If she reaches out to talk about your polite disappearing act, don’t make excuses, lie, or string her along. At the same time, be extremely careful of how you phrase the issue. Say “I” not “you.” “I want to drink less,” “I want to focus on my career,” “I don’t want no scrub.”

Be real, BE NICE, and end the friendship on a positive note.

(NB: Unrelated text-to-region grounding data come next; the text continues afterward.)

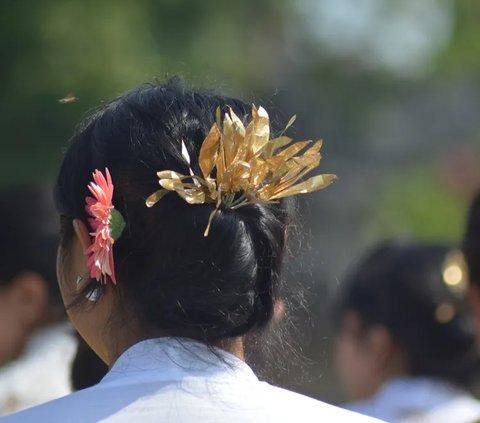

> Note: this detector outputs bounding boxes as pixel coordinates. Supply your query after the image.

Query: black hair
[463,191,480,285]
[54,78,295,345]
[0,184,62,307]
[335,239,479,387]
[71,334,108,391]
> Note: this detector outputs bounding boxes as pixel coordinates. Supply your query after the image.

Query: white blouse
[347,376,480,423]
[1,337,380,422]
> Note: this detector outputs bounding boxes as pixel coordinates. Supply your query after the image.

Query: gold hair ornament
[435,250,469,324]
[146,105,337,236]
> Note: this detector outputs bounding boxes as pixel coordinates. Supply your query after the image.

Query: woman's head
[0,184,62,364]
[334,240,476,400]
[54,80,294,364]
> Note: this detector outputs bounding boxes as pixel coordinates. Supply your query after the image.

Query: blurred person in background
[464,191,480,332]
[334,240,480,423]
[0,185,77,415]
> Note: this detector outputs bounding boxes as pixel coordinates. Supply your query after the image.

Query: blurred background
[1,0,480,404]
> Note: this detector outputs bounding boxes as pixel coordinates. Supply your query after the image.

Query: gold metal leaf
[146,104,336,236]
[228,160,251,191]
[247,106,270,156]
[178,189,206,204]
[157,170,186,180]
[219,108,247,171]
[283,114,296,134]
[145,189,170,207]
[270,174,337,200]
[263,136,293,158]
[199,124,221,178]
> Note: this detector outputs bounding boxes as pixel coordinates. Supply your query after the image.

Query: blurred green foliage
[370,165,467,242]
[440,0,480,73]
[0,0,293,184]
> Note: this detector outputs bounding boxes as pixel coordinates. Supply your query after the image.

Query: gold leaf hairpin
[434,250,469,324]
[146,105,337,236]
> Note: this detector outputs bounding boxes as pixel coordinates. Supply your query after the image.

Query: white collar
[98,337,258,389]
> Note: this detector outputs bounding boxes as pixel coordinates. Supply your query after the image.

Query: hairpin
[146,105,336,236]
[85,168,125,285]
[434,250,469,323]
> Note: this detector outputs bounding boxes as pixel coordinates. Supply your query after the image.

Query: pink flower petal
[84,167,120,285]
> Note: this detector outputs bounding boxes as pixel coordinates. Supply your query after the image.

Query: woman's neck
[216,337,245,360]
[105,324,245,367]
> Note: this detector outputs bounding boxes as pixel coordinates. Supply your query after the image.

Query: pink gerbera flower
[85,168,125,285]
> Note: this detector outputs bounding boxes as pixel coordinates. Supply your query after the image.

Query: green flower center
[109,208,126,241]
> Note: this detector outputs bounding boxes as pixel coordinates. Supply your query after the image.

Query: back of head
[54,79,294,345]
[0,184,61,309]
[336,239,477,386]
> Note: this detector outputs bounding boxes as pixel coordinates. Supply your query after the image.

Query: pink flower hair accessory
[85,168,125,285]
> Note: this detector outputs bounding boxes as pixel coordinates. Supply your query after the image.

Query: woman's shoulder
[0,384,112,423]
[258,382,384,422]
[0,382,384,423]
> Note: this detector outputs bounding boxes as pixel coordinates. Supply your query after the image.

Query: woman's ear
[73,219,91,252]
[68,219,92,292]
[366,324,409,378]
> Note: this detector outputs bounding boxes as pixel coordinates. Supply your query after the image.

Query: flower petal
[84,168,124,285]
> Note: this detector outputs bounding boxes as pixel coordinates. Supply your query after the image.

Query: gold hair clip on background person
[146,105,337,235]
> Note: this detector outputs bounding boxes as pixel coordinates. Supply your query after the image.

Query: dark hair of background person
[463,191,480,285]
[334,239,479,388]
[54,78,303,374]
[71,333,108,391]
[0,184,62,310]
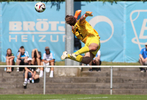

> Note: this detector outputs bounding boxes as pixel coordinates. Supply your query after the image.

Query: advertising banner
[1,2,147,62]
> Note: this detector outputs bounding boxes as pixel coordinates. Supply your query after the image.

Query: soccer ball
[35,2,46,13]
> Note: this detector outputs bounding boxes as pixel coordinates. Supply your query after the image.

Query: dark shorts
[92,60,101,65]
[20,59,25,65]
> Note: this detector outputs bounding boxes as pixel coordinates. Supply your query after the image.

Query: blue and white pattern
[1,2,147,62]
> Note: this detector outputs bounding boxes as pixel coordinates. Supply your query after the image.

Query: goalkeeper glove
[74,10,81,19]
[84,11,93,18]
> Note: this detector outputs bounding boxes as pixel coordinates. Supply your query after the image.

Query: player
[61,10,100,64]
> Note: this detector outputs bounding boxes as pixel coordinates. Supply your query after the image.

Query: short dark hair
[38,51,41,58]
[65,15,76,26]
[20,46,24,49]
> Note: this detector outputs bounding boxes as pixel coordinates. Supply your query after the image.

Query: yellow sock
[74,46,89,55]
[67,54,71,58]
[75,55,83,62]
[67,54,83,62]
[67,54,75,60]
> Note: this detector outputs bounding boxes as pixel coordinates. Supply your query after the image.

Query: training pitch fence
[0,65,145,95]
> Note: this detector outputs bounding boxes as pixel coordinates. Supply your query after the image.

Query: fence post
[110,66,113,95]
[43,65,46,95]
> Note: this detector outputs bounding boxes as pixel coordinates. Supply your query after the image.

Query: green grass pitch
[0,94,147,100]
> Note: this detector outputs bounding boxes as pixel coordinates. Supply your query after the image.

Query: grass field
[0,94,147,100]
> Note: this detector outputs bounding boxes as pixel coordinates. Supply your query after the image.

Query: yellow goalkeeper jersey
[72,19,99,43]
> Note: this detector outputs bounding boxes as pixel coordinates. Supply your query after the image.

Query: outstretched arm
[79,11,93,23]
[74,10,81,19]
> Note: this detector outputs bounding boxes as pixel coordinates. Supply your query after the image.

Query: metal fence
[0,65,144,95]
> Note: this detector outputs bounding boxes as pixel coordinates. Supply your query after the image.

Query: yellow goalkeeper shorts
[85,36,100,56]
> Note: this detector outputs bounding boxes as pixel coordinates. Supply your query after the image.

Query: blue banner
[82,2,125,62]
[1,1,147,62]
[2,2,65,62]
[125,2,147,62]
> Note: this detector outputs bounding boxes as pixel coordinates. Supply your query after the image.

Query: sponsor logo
[9,19,65,42]
[89,16,114,43]
[130,10,147,50]
[9,16,114,43]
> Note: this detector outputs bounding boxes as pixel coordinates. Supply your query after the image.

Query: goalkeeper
[61,10,100,64]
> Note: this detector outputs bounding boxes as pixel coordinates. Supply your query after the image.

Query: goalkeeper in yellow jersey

Verdict: Your friend isn’t a biffle or beezy; she’s just not the right friend for you. Ending a friendship is often just as devastating and heartbreaking as ending a relationship. Be kind.

Dear Biffle or Beezy,

A mutual friend has put my girlfriend in touch with another gay girl who is super hot and coming to my college for a semester abroad. I’m feeling really insecure and crazy and like I want to go out and spend a million $ making myself look good. What would you do if you were in my situation?

Sincerely,

Inadequate Coed

Dear Inadequate Coed,

What you’ve got here is a classic three part issue. First, you want to amp up attractiveness to max fuckability quotient-basically make yourself as fly as possible without resorting to major lifestyle changes like working out every day (ick). You don’t need to spend mad money to amp up your game. Simply take an honest look at yourself, and write down a list of your strengths and weaknesses. If you’re not sure, think about the women you admire/want to emulate. Ask yourself what you like or envy in other lesbians. Then, do as they do. You gotta take what you like, then make it work for you.

One easy way to make yourself look a little better is makeup! No matter how butch a dyke is, she can always benefit from makeup. Swing by Sephora and ask a sales associate to help you pick out a handful of products. (Concealer, mascara, and and eyeshadow duo can work wonders.)

If you’re really concerned about this girl, defuse the potential for drama/out of relationship touching by making a massive effort to befriend her. She’s way less likely to mack on your girl if you’ve been super nice to her. Guilt is a glorious tool!

Finally, remember to focus on the positive in addition to the negative. Your girlfriend is your girlfriend for a reason. Nothing is sexier than confidence. I don’t know why-that’s just the way women work. Fake confidence till you feel confident; that’s what everyone else is doing.

Verdict: Make this bish your biffle so she doesn’t become a girlfriend creeping beezy.